Maxim Lannay a également choisi de persévérer. Pourtant, pour lui aussi, ces dernières nuits ont été rudes. À 33 ans, il gère avec son épouse Isabelle le domaine des Barbatruks, à Saint-Cyr-Montmalin (Jura) avec un peu plus de 2 hectares de vignes. "Et elles ont complètement grillé" dit-il avec rage. Quand nous l'appelons, mercredi 24 avril, ces propos sont marqués par l'émotion.

On s'est installé en 2017. Depuis, on a eu quatre années de gel. Ça fait beaucoup. Là, actuellement,  je suis sur le tracteur et autour de moi, tout est marron. On est dégoûté, mais aussi très en colère.

Maxim Lannay,

cogérant du domaine les Barbatruks, à Saint-Cyr-Montmalin (Jura)

Une colère légitime. "On bosse comme des acharnés pendant toute l'année, on essaye de faire les choses bien, pour que tout soit réduit à néant en quelques heures" explique-t-il. "Je n'en dors plus les nuits. On a le statut de négociant, donc on va s'en sortir en achetant du raisin ailleurs. Mais ça ne va pas se vendre comme du vin jurassien. Et puis au-delà de l'argent, ne pas aller au bout de notre passion, c'est extrêmement dur".

Et le jeune trentenaire n'incrimine pas la nature. Bien au contraire. "On l'a tellement bousillée pendant les 50 ans dernières années qu'il fallait s'attendre à la situation actuelle" s'exclame-t-il. "Au final, c'est la nature qui décide. Ce qui m'insupporte, c'est qu'on rogne encore actuellement sur plein de normes écologiques, avec des négociations menées par des gros patrons. Et en bout de chaîne, ce sont les petits producteurs, comme nous, qui trinquons".

Des normes obsolètes ?

Des coups qui n'auront pas raison de Maxim Lannay. "La vigne, c'est ma vie" conclut-il. "Je ne vais pas abandonner comme ça. On va prendre un temps pour analyser tout ça avec ma compagne. Mais j'ai envie de me battre, pour que le vignoble perdure, même s'il faudra repenser un bon nombre de normes obsolètes".

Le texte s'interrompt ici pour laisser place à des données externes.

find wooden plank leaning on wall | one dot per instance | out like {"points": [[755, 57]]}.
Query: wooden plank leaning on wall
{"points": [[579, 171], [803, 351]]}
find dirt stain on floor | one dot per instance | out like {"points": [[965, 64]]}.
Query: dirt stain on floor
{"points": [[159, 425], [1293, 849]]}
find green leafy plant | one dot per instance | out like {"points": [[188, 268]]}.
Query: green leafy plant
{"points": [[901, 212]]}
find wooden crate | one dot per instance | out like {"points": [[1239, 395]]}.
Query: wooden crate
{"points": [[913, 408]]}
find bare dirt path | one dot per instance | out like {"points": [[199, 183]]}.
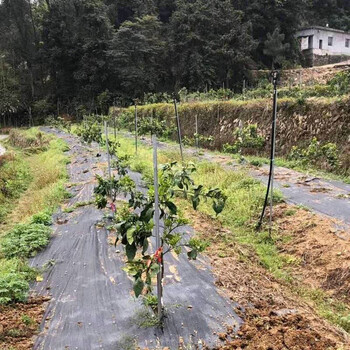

Alors que certains de ses collègues ont préféré s'éloigner de leurs vignes pendant quelque temps pour digérer ses épisodes de gel, lui a choisi la thérapie par l'action. Maxim Lannay est ainsi déjà de retour dans ses parcelles, pour les débroussailler. Avec un mot d'ordre : "Faut y aller, on avance".